Paul McCartney playing guitar

Sir Paul McCartney has asked Starbucks in the United States to remove the vegan milk fee. Before his retirement on April 4, the renowned Beatles bassist addressed a letter to outgoing Starbucks CEO Kevin Johnson urging him to make the adjustment.

“It recently came to my attention that Starbucks in the USA has an extra charge for plant-based milks as opposed to cow’s milk… I must say this surprised me as I understand that in other countries like [the] UK and India, there is the same charge for both types of milk and I would like to politely request that you consider this policy also in Starbucks USA,” McCartney wrote in the letter, first published by Billboard.

The letter was sent in support of People for the Ethical Treatment of Animals (PETA) to abolish the vegan milk surcharge at Starbucks, and McCartney penned it ahead of his impending tour appearance in Seattle, where Starbucks was founded.

“My friends at PETA are campaigning for this to happen and I have agreed to support them with the quote: ‘Sir Paul is asking Starbucks to end its surcharge on plant milks…and I sincerely hope that for the future of the planet and animal welfare you are able to implement this policy,” McCartney stated.

The Vegan Milk Fee

For decades, protestors, including celebrities like Clueless star Alicia Silverstone, have demanded that Starbucks drop their $0.80 per cup vegan milk fee.

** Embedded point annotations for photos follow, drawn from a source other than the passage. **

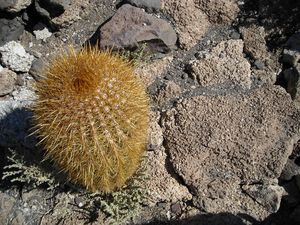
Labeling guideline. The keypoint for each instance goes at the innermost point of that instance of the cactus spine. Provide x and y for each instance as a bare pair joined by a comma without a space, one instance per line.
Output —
92,118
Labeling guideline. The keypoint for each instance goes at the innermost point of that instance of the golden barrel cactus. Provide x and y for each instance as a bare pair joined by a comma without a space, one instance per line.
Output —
92,118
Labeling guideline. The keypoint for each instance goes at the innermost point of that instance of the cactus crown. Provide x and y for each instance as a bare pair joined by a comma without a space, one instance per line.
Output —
92,117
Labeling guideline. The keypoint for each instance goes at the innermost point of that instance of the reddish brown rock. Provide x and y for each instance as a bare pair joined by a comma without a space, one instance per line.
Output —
191,22
218,143
224,64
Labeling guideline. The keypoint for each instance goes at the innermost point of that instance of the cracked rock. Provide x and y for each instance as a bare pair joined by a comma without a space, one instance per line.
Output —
131,27
224,64
7,81
219,11
291,76
155,136
162,186
191,22
15,57
255,43
149,5
217,143
14,6
10,30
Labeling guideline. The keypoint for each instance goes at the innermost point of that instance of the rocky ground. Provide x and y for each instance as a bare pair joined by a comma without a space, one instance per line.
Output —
224,135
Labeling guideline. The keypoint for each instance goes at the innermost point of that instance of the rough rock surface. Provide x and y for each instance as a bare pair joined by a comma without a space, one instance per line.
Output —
290,170
294,42
217,143
151,71
219,11
26,210
10,30
191,22
60,13
256,47
131,26
71,14
269,196
15,57
14,6
255,43
224,64
170,91
161,185
7,81
292,76
37,68
42,34
155,136
148,5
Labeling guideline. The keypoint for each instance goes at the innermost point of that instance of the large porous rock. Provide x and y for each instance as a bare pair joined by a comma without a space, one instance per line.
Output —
14,6
14,56
292,76
256,47
191,22
162,185
219,11
224,64
131,27
7,81
217,144
10,30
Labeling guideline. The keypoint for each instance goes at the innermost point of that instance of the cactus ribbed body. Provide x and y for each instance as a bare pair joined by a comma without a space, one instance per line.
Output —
92,118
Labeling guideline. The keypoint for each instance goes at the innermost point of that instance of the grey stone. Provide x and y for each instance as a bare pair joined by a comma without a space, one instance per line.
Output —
176,208
155,135
295,215
51,8
293,42
259,64
217,143
149,5
10,30
291,76
14,6
131,27
291,57
14,56
7,81
255,43
36,69
7,203
219,11
297,179
290,170
190,21
42,34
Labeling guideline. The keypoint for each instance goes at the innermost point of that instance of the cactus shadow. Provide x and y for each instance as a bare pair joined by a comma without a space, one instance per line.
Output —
209,219
16,139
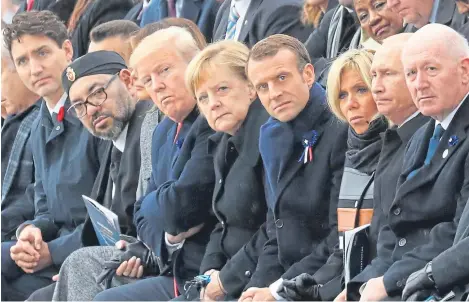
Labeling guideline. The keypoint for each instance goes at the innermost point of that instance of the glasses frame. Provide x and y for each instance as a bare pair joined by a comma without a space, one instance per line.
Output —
86,102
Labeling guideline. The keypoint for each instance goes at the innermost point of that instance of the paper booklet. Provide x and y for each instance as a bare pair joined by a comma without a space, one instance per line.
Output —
355,244
105,222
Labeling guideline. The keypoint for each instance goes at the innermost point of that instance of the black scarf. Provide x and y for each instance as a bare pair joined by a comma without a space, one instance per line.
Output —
363,149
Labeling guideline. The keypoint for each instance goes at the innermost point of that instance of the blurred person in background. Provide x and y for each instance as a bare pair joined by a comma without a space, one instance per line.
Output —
314,10
89,13
377,22
249,21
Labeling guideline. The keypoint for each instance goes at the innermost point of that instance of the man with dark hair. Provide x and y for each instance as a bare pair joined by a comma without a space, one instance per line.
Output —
113,36
65,155
303,149
22,107
421,12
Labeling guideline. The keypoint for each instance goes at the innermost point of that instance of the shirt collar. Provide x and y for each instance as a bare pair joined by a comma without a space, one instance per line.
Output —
409,118
59,104
447,120
241,6
119,143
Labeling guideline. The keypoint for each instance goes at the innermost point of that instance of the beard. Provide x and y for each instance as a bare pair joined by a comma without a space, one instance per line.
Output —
125,109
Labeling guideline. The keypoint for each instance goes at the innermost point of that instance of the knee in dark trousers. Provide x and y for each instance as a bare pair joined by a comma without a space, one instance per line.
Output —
150,289
43,294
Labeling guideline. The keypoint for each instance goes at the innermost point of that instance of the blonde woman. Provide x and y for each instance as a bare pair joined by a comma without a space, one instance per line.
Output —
350,99
226,98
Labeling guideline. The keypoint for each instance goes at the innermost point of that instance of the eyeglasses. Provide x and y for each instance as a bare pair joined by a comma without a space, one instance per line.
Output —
96,99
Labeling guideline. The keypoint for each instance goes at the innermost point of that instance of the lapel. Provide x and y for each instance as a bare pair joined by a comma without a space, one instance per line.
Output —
191,9
59,127
311,118
18,145
249,19
429,173
220,33
217,145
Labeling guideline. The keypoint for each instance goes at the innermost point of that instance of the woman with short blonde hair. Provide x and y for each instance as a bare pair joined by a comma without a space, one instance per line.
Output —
356,60
350,99
217,80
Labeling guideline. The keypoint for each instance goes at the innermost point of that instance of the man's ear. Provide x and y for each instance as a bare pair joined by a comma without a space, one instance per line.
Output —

Starbucks reduced its vegan milk fee at 1,020 UK locations earlier this year, but has failed to spread the decision to its more than 31,000 outlets globally, as McCartney pointed out.

Because Johnson has been vocal about the impact of dairy on the coffee chain, McCartney’s plea to him before his retirement as CEO of Starbucks is also significant. According to a 2020 audit undertaken by sustainability consultant Quantis and the World Wildlife Fund, dairy accounts for the majority of the chain’s carbon footprint, accounting for 21% of the 15.6 million metric tons of greenhouse gasses generated globally in 2018.

In response, Johnson stated that 15 to 20% of Starbucks’ North American consumers had already chosen plant-based milks, and that “alternative milks will be a big part of the solution” in helping the company achieve its 2030 objective of becoming a resource-positive corporation. While the restaurant has made a few menu changes to assist it meet its environmental goals, eliminating the vegan milk extra would have a significant impact.

PETA, a Starbucks investor, chastised Johnson at a recent Starbucks investor meeting.  “Starbucks claims to value ‘challenging the status quo and … holding ourselves accountable… Words have to mean something,” a PETA representative said during the meeting in reference to the vegan milk surcharge.